Millions of Facebook Passwords Stored in Plain Text


One journalist reveals that Facebook's passwords are in a simple storage that can be accessed by the social media site's employees and some can be traced as early as 2012 / Photo by: PDPics via Pixabay


A report by cybersecurity journalist Brian Krebs on Thursday revealed that hundreds of millions of Facebook user account passwords were stored in plain text and searchable by thousands of employees of the social networking site, with some cases going back to 2012.

A Facebook insider said the social network is investigating a series of security slip-ups in which employees developed applications that can log unencrypted password data for Facebook users, as well as store it in plain text on the company's internal servers. They added that up to 600 million Facebook users may have had their passwords stored in plain text, which could also be searched by over 20,000 of the company's employees, Krebs wrote.

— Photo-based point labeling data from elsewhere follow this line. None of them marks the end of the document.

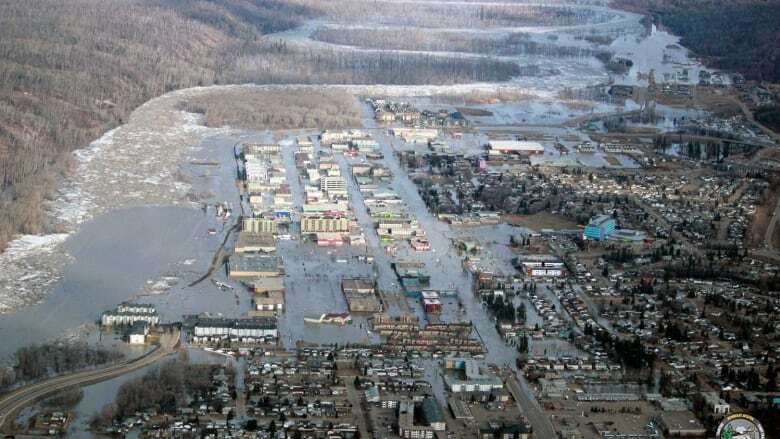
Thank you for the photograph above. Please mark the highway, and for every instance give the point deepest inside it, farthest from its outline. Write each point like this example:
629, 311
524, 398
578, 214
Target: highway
13, 402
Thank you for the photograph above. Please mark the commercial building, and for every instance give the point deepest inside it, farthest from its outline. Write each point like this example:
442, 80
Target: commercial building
128, 314
336, 185
249, 267
466, 375
138, 333
599, 228
236, 330
361, 295
269, 301
541, 265
515, 147
680, 424
420, 420
416, 135
318, 224
255, 243
260, 225
330, 239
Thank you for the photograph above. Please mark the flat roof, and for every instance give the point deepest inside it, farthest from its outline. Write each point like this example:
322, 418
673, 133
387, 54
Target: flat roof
255, 263
515, 145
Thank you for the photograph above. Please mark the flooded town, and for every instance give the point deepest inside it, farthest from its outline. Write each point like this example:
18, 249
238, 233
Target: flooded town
587, 250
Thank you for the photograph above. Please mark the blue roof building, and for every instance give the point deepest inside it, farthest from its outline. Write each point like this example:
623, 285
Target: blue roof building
599, 228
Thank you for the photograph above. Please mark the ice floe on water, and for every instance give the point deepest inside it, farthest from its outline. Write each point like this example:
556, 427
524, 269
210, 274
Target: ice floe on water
31, 265
135, 164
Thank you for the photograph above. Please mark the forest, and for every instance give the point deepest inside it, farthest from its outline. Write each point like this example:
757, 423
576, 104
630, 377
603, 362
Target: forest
49, 359
446, 41
302, 108
71, 70
735, 35
174, 384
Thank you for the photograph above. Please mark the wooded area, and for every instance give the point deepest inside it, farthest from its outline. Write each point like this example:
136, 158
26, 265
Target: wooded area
276, 109
71, 70
164, 389
446, 41
736, 35
39, 361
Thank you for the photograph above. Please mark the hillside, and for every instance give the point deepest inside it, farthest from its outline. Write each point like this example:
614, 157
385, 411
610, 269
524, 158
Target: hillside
735, 35
70, 70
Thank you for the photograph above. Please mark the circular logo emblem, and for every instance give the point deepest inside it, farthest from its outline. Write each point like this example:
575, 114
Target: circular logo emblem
740, 426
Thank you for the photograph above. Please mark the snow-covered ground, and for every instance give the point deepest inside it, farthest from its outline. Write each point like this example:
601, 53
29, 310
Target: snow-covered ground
133, 165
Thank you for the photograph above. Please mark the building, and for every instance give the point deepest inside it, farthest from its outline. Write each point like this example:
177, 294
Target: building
416, 135
358, 286
262, 148
260, 225
319, 224
420, 420
248, 242
238, 330
541, 265
138, 333
269, 301
466, 375
599, 228
265, 284
715, 404
127, 314
512, 430
335, 185
361, 295
682, 423
515, 147
254, 266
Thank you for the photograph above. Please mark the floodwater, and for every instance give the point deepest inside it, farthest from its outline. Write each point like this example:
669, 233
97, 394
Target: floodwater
113, 256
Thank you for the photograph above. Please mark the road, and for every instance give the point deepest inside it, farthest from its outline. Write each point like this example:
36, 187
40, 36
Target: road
522, 393
446, 272
12, 403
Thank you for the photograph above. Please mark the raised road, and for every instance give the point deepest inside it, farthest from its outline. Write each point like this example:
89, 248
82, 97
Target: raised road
13, 402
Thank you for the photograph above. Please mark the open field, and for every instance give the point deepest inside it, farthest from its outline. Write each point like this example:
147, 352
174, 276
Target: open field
276, 109
541, 220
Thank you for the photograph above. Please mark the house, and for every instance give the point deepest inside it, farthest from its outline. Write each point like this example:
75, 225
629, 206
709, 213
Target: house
239, 330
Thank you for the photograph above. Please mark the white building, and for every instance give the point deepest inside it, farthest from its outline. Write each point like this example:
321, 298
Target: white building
519, 147
127, 314
240, 330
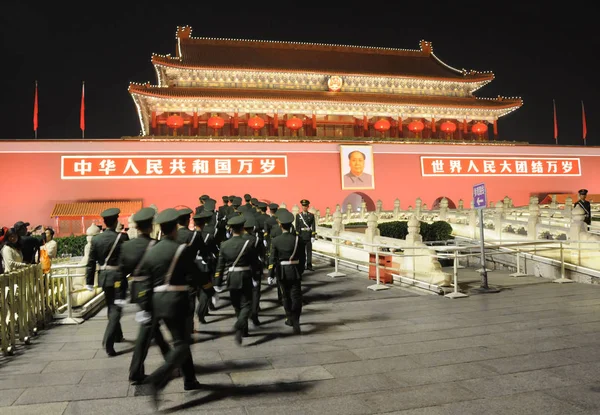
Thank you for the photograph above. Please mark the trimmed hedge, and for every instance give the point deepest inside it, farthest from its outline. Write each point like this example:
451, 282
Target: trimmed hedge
70, 245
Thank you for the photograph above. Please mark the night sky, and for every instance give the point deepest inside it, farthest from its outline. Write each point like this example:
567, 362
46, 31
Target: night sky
538, 54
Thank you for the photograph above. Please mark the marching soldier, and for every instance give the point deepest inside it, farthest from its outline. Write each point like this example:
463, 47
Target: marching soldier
286, 262
585, 205
256, 242
105, 250
306, 227
238, 259
172, 270
133, 252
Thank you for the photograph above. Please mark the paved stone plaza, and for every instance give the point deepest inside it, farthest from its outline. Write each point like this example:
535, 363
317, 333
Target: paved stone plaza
530, 349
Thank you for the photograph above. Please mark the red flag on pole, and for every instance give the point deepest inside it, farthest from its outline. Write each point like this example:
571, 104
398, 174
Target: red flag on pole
555, 123
35, 110
82, 112
584, 123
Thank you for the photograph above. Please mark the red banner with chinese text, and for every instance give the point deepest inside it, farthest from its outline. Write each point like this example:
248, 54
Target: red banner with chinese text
171, 166
500, 166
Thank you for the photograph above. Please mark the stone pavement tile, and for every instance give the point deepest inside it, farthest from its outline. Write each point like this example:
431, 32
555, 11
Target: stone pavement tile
584, 372
56, 408
9, 396
414, 397
113, 389
44, 356
366, 367
528, 362
350, 386
12, 381
345, 405
312, 359
115, 406
530, 403
439, 374
585, 396
263, 350
287, 375
516, 383
22, 367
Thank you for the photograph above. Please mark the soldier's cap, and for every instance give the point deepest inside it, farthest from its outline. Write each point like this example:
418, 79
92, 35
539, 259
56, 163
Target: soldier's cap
210, 204
285, 217
236, 220
143, 215
250, 221
110, 212
203, 215
185, 211
280, 211
167, 215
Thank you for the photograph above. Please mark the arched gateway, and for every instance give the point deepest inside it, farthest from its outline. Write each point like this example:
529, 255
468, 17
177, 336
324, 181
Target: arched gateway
271, 118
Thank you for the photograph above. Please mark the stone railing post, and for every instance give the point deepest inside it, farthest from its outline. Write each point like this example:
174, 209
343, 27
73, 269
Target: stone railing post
473, 220
363, 210
444, 209
534, 219
397, 209
418, 207
498, 218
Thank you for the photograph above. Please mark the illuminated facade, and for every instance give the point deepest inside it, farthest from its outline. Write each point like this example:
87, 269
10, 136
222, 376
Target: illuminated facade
229, 87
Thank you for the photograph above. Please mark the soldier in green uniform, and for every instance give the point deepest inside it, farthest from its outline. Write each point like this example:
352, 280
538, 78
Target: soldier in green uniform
306, 227
251, 235
206, 260
106, 250
132, 254
287, 260
238, 259
171, 270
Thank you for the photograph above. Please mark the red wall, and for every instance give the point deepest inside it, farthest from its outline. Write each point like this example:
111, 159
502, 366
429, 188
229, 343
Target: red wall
32, 184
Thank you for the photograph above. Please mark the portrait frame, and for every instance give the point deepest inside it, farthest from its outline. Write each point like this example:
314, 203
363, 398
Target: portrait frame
349, 181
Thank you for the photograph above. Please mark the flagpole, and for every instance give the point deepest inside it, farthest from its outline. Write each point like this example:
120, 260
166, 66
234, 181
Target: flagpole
35, 112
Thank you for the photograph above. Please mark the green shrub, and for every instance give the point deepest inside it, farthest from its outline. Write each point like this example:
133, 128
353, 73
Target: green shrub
70, 245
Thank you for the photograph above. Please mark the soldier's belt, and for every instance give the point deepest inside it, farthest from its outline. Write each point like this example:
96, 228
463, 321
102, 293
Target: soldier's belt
233, 269
106, 267
169, 287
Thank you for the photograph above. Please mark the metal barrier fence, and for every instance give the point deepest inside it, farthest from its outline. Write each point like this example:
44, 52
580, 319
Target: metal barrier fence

The social media firm is still trying to figure out the number of exposed passwords, as well as how long they were in the said state. So far, the probe has only uncovered archives of account passwords in plain text that date back to 2012, he added, citing the source.

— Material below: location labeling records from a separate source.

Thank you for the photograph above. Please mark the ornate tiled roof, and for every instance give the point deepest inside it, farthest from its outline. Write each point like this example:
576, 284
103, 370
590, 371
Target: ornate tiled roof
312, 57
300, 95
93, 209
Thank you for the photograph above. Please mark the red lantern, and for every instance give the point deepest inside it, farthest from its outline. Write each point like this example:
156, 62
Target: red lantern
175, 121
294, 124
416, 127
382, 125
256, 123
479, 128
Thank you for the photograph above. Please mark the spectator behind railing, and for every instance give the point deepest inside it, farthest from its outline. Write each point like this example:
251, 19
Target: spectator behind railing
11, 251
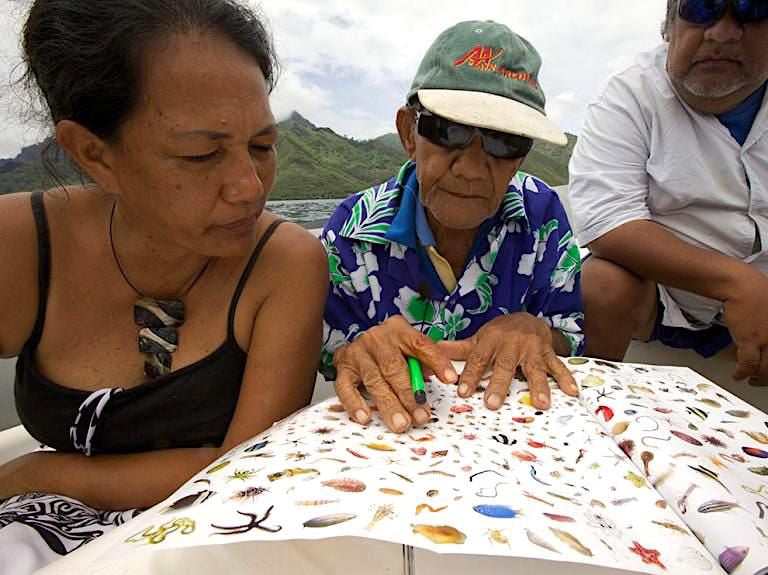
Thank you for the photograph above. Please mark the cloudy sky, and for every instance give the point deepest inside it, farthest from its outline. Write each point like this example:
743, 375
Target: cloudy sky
348, 64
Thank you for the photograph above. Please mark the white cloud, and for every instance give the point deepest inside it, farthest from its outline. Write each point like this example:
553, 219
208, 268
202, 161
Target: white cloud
347, 65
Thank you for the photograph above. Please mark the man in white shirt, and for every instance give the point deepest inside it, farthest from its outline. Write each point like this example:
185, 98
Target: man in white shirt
669, 190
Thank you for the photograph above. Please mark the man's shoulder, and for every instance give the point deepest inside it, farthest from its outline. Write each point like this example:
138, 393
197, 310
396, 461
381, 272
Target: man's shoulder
533, 200
367, 214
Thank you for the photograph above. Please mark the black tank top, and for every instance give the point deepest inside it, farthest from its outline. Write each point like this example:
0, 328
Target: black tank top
190, 407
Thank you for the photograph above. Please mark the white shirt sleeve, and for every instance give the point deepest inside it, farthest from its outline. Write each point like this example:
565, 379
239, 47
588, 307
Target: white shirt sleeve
608, 172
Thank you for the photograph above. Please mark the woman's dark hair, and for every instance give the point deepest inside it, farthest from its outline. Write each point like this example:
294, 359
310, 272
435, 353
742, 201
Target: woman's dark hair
669, 18
87, 57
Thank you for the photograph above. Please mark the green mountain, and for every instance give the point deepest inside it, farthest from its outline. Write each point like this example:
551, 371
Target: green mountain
312, 162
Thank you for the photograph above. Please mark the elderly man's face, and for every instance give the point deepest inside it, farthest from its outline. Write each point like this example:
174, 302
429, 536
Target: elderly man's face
460, 188
715, 67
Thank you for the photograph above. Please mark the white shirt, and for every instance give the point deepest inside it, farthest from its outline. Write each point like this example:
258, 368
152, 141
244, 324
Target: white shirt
644, 154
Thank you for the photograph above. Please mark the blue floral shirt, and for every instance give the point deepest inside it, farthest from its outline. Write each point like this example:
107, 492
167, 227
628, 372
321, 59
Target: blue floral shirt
525, 258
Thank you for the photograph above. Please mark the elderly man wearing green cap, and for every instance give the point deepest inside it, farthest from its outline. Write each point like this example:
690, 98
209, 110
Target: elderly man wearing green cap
460, 255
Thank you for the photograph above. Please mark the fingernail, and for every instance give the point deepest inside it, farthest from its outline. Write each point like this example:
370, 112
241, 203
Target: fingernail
494, 401
399, 421
421, 416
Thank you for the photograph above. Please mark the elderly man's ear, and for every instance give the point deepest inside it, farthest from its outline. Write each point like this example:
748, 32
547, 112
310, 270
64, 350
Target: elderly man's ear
406, 128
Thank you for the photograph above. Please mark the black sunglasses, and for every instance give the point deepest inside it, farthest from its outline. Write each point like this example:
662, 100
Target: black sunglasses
449, 134
706, 12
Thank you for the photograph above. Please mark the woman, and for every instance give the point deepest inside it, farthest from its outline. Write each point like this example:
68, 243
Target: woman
159, 314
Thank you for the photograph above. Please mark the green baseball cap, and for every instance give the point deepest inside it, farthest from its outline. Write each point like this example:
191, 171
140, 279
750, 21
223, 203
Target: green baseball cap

Access logs showed that 2,000 developers conducted about nine million internal queries regarding data elements that have plain text of the users' passwords.

"The longer we go into this analysis the more comfortable the legal people [at Facebook] are going with the lower bounds” of users affected by the matter, the source said, adding that the company is now working on an attempt to lower that number even more "by only counting things we have currently in our data warehouse.”

Facebook was not prepared to discuss specific numbers like the number of employees who may have had access to the data, the company’s software engineer Scott Renfro told Krebs. He said the firm was planning to notify their users but that they did not have to change or reset their passwords.

“We’ve not found any cases so far in our investigations where someone was looking intentionally for passwords, nor have we found signs of misuse of this data,” the engineer said.

He explained that they found the passwords were "inadvertently logged" but that there was no real threat that stemmed from the issue. "We want to make sure we’re reserving those steps and only force a password change in cases where there have definitely been signs of abuse.”